To start off, Eier-Likör is a liquor made with egg yolks and infused with an alcohol, normally rum or schnapps. It’s creamy, thick and sweet, basically like a super thick eggnog that your family would make at home. It’s a great compliment to any dessert, it can be used in cakes, cookies and other baked goods, made into ice cream or simply enjoyed as an additive to hot chocolate or coffee. During the winter times in Germany, one can often find Eierpunsch on a menu, a dastardly sweet and hot cocktail of Eier-Likör, rum and milk topped with whipped cream.
The Eier-Likör that I sampled was sweet and creamy with a heavy hit of rum right on the front of my palette. After thinking about the awesome creations I could replicate at home with my purchase, I was sold and bought a bottle for 15 Euros. The story picks up almost 12 days later in Budapest, to the point where I have schlepped this bottle of homemade magic across the borders of five countries, with the full intention of enjoying the good stuff in the comfort of my own home.

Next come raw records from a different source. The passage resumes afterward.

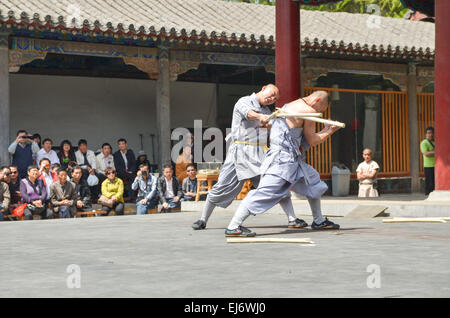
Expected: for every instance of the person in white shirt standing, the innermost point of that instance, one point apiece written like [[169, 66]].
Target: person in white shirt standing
[[366, 174], [88, 162], [104, 160], [47, 152]]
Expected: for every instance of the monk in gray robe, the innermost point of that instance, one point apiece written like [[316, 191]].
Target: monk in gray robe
[[245, 155], [284, 167]]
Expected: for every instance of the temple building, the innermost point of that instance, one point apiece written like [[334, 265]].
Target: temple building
[[101, 70]]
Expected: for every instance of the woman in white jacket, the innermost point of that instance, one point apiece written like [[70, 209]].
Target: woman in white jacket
[[104, 160]]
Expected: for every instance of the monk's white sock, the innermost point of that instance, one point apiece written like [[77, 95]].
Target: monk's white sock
[[207, 211], [288, 208], [316, 210], [239, 217]]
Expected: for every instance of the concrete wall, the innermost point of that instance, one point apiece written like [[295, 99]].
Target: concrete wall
[[103, 109]]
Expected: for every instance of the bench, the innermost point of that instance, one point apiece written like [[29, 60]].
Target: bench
[[90, 214]]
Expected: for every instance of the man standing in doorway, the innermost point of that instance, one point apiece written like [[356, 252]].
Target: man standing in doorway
[[427, 149]]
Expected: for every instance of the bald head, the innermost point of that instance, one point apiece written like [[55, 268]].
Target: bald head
[[268, 95], [318, 100]]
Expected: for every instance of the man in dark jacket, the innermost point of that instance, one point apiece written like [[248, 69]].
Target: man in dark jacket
[[34, 192], [82, 190], [125, 164], [169, 190], [63, 196]]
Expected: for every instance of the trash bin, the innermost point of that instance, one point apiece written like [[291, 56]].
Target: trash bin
[[340, 181]]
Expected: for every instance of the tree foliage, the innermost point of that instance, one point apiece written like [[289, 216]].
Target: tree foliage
[[387, 8]]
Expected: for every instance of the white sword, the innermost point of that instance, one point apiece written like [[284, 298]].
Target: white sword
[[307, 116]]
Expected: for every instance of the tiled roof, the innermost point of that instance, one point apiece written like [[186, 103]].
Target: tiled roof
[[223, 22]]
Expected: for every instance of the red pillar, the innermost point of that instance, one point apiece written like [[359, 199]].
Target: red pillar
[[442, 96], [287, 53]]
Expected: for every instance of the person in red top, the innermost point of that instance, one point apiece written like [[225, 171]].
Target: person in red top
[[46, 175]]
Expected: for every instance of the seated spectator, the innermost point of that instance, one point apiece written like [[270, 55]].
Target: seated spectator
[[169, 190], [47, 152], [5, 196], [34, 192], [82, 190], [189, 186], [112, 189], [104, 160], [37, 139], [87, 161], [22, 151], [366, 174], [63, 196], [46, 175], [125, 164], [66, 154], [55, 168], [14, 185], [85, 158], [142, 159], [183, 160], [147, 197]]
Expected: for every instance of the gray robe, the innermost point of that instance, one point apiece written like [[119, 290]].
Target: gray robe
[[283, 170], [243, 161]]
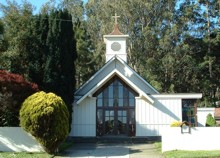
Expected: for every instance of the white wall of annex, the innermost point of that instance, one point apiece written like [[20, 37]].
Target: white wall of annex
[[150, 119], [202, 115], [84, 118]]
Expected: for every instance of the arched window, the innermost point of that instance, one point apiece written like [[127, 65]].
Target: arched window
[[115, 108]]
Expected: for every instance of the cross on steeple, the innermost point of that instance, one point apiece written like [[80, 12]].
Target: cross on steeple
[[116, 18]]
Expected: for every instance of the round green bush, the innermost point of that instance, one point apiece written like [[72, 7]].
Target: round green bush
[[46, 117], [210, 121]]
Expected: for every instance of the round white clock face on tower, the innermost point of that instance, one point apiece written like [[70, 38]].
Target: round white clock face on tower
[[115, 46]]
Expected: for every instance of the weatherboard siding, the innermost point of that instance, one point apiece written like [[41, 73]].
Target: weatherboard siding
[[150, 119], [84, 118]]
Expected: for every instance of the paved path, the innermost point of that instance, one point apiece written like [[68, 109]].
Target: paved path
[[84, 150]]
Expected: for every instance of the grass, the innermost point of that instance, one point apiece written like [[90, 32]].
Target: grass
[[62, 147], [188, 154], [192, 154]]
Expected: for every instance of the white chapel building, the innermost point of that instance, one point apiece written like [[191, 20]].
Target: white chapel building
[[116, 101]]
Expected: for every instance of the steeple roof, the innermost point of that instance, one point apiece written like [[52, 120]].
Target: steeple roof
[[116, 27], [116, 31]]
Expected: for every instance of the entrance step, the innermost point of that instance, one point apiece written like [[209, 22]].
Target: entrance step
[[115, 139]]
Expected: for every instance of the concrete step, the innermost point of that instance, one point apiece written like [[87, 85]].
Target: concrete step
[[114, 139]]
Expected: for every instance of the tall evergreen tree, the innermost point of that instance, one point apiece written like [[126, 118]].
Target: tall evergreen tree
[[51, 63]]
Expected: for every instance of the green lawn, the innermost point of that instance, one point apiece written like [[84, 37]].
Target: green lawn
[[188, 154], [24, 155], [192, 154]]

During our last night in Budapest at the Party Hostel I had the revelation of all revelations. I COULDN’T bring my Eier-Likör home because I wasn’t going to be able to check a bag on my journey back to the US. I sat on my bed, in dismay of what to do with my purchase. Do I throw it away? Do I just drink a bit of it? I was at a tough junction, between a rock and a hard place. Leaning somewhere between, “if I waste this, it would truly be a waste of a good thing” and “if I drink this all, I am a disgusting human being”. Unfortunately for me, I chose the latter.
Josh, Joey and I decided that the only thing we could do is to put the bottle to good use and drink every bit of thick-Rum infused almost pudding like Likör. It was a tough go, with each of us drinking out of the bottle like animals, pounding down more and more, every sip cringe-worthy. We decided about a quarter of the way through that there was absolutely no way, so we used our half flat strawberry lemonade as mixer from the night before. The things we do when we are young, right? We mixed the two in my stolen Pilsner Urquell mug from Prague and passed around filled to the brim with the frothy, extremely questionable substance until every last drop was gone.
We looked at each other in pure disgust. Josh looked like he was going to puke, Joey already had the deer-in-the-headlights look, the lights are on but nobody is home thing going on. And there I sat simply shocked with what I had just done. As the thick stream of calories, fat and cholesterol creeped its through my body, thoroughly clogging my arteries, I hunched over like a sack of potatoes, in a daze of confusion and shame, pride and disgust. It took about another hour of recovery time, but we finally made the come back we were looking for, and went out for our last night in Budapest.
Sometimes in life we must overcome obstacles, no matter how challenging they are to take down. The moral of the story may be to just avoid obstacles in the first place.